22 カフェへ
王都で最近話題に上がっているカフェというだけあって、店内はかなりの人で賑わっていた。
年頃の若いカップル、リディアたちと同じ制服を着る学生、ご年配の夫婦まで。
店内に入ったリディアとエリオットたちを、若い女性店員が出迎えた。
「いらっしゃいませ、お席までご案内致します」
「ありがとうございます」
リディアたち一行は店員のあとをついて、一番奥にある大きなテーブルの席に通された。
ソファ側の席にはエミリーとエリオットを中心にマイラとアデルが二人を囲むようにして座った。
そして向かい側には、ヘンリーを間に挟んでリディアとヴァイオレットが座る。
「……何故俺が真ん中なんだ」
「何か真ん中は気が引けちゃうのよね」
「そうそう、この中で一番真ん中に相応しいのは紛れもなくアンタよ」
ヘンリーは気が乗らないようだったが、彼が真ん中を受け入れてくれたおかげでエリオットとエミリーの正面になるのを避けることができた。
エミリーがテーブルの端に置かれていたメニュー表を手に取りながら、口を開いた。
「よかったですね、席が空いていて」
「ええ、おかげですぐに入れました」
とはいっても、観劇まではまだ一時間はある。時間には十分な余裕があった。
エミリーはメニュー表を開き、エリオットたちと共に眺めた。正面に座る四人、やたらと距離が近いような気がするが気のせいだろうか。
リディアたちももう一つあったメニュー表を取り、三人でページを開いた。
その中でもリディアとヴァイオレットが目を引かれたのは、一番人気商品であるイチゴのパフェだった。
デザートのページを丸々一ページ使っており、底に入っているものなどの詳細が記載されている。
「わぁ、このパフェなんてとっても美味しそう……!」
「本当ね、人気メニューみたいだし……食べてみる?」
ヴァイオレットが声を上げ、リディアもそれに同意した。
しかし、マイラとアデルはそんな二人の様子を見て小馬鹿にしたような笑みを浮かべた。
「やだ、こんなの食べたら太っちゃうわ」
「そうね、デブにだけはなりたくないもの」
”デブ”というその一言に、ヴァイオレットがピクッと眉を動かした。

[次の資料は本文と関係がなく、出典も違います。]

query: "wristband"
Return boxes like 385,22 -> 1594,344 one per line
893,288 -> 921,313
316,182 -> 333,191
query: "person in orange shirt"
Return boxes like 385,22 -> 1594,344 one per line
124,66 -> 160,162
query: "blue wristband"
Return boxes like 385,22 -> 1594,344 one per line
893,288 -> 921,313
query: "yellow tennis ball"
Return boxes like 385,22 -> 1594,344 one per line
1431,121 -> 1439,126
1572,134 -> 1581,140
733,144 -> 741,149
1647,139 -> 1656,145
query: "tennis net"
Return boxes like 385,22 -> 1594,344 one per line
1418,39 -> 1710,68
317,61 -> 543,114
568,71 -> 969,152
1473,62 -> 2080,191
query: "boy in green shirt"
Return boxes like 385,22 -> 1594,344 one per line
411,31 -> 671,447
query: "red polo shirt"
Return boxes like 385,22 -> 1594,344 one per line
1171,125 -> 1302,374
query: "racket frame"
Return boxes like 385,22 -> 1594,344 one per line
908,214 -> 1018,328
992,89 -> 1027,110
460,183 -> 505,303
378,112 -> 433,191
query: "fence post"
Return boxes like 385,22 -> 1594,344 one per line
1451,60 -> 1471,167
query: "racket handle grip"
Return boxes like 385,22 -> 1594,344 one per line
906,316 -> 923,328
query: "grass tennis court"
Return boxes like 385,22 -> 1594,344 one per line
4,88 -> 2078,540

エミリーに限らず、彼女たちはどれだけヴァイオレットを馬鹿にすれば気が済むのだろうか。
リディアとヴァイオレットを嘲笑うように、マイラとアデルは言葉を続けた。
「夕食前にこんなものを食べようとするだなんて……意識が低すぎますわ」
「ヴァイオレット様もリディア様も、貴族令嬢としての自覚が足りないのではなくて?」
「……」
貴族令嬢としての自覚が足りないのはリディアたちではなく、そちらの方だ。いつも人目も憚らずにリディアの婚約者であるエリオットと堂々とイチャついているくせに。
と言いたくなったものの、エリオット本人がここにいる今は我慢だ。
マイラはすぐ隣にいたエリオットの腕に手を触れ、同意を求めた。
「ねぇ、エリオット様もそう思いますよね?醜く太っている婚約者なんて嫌ですよね?」
「……」
突然話を振られたエリオットは、じっとマイラを見つめた。
どうせ同調して私たちを馬鹿にするんだろうなと思っていたのも束の間、彼は信じられないことを口にした。
「――別に、食べたいものを食べればいいだろう。俺たちがいちいち口を出すようなことじゃない」
「…………………え?」
そのようなことを言われるとは思わなかったのか、マイラは目を見開いて固まった。
彼のその発言には、リディアも驚いた。
(てっきりエリオットなら同意するかと思ったのに……)
いつものように情けないと言われるのも覚悟していたリディアは、呆気に取られた。
二人に否定的なことを言ったのは、エリオットだけではなかった。
「……そうよ、マイラ、アデル。リディア様やヴァイオレット様が太ろうが私たちには関係ないじゃない。それなのにどうしてそんなことを言うの?」
「エ、エミリー……!アンタ……!」
いつものエミリーからは想像もつかないほどの、まともな発言だった。
マイラとアデルは悔しそうに唇を噛んだ。
「……パフェ、頼みましょうか。ヴァイオレット」
「そうね、リディア」
リディアとヴァイオレットは二人で一つ、パフェを頼んだ。